Dengan dimulainya era reformasi, sejak itu pula muncul
anggapan bahwa babak baru kehidupan bernegara yang lebih
demokratis muncul. Namun, sebenarnya otoritarianisme ini
belum betul-betul berakhir, tidak hanya kenyataan bahwa
warisan otoritarianisme masih terus berlanjut, ia juga
bertransformasi dalam bentuknya yang baru.
Setelah hampir sewindu era
reformasi berjalan, saat ini gejala-gejala kemunculan
otoritarianisme dalam bentuknya yang baru itu semakin
menguat. Salah satu gejala otoritarianisme baru ini
terlihat dari munculnya peraturan perundang-undangan
yang hendak mengatur moral dan tingkah laku masyarakat.
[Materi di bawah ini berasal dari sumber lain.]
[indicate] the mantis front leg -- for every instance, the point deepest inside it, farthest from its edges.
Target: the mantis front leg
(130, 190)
Contohnya, di beberapa daerah terbit perda-perda anti
pelacuran, anti kumpul kebo dan anti maksiat, yang
isinya lebih banyak mengurusi kehidupan privat
masyarakat ketimbang menjawab persoalan-persoalan dalam
masyarakat. Di antaranya adalah Perda Kota Tangerang
Nomor 8 Tahun 2005 tentang Pelarangan Pelacuran;
PerdaKota Tangerang Nomor 7
Tahun 2005 tentang minuman keras; Perda Kabupaten
Badung Nomor 6 Tahun 2001 tentang Pemberantasan
Pelacuran; Perda Kota Malang Nomor 8 Tahun 2005 tentang
Larangan Tempat Pelacuran Dan Perbuatan Cabul; dan Perda
Kota
Banjarbaru Nomor 06 Tahun
2002 tentang Pemberantasan
Pelacuran.
Sementara
daerah-daerah lain sudah mulai untuk menerapkan
peraturan serupa, di antaranya Kota Depok telah
menyiapkan Rancangan Perda anti Maksiat;
begitu pula DKI Jakarta; Kabupaten Purworejo dan
daerah-daerah lainnya.
Dikatakan sebagai gejala munculnya
otoritarianisme baru karena, sama seperti apa yang
terjadi pada masa Orde Baru, pada dasarnya melalui
penerapan standar moral ini diharapkan masyarakat
menjadi patuh dan tunduk secara penuh terhadap kebijakan
Negara. Melalui standar moral tertentu, masyarakat
diatur baik dalam cara bertingkah laku, berbicara,
bahkan dipaksa untuk menerapkan standar-standar moral
tertentu dalam setiap kehidupannya.
Otoriarianisme baru ini memiliki
karakteristik yang sangat berbeda dengan otoritarianisme
Suharto, walaupun tujuan akhirnya tetap sama, yaitu
menghendaki strick obedience dari masyarakat.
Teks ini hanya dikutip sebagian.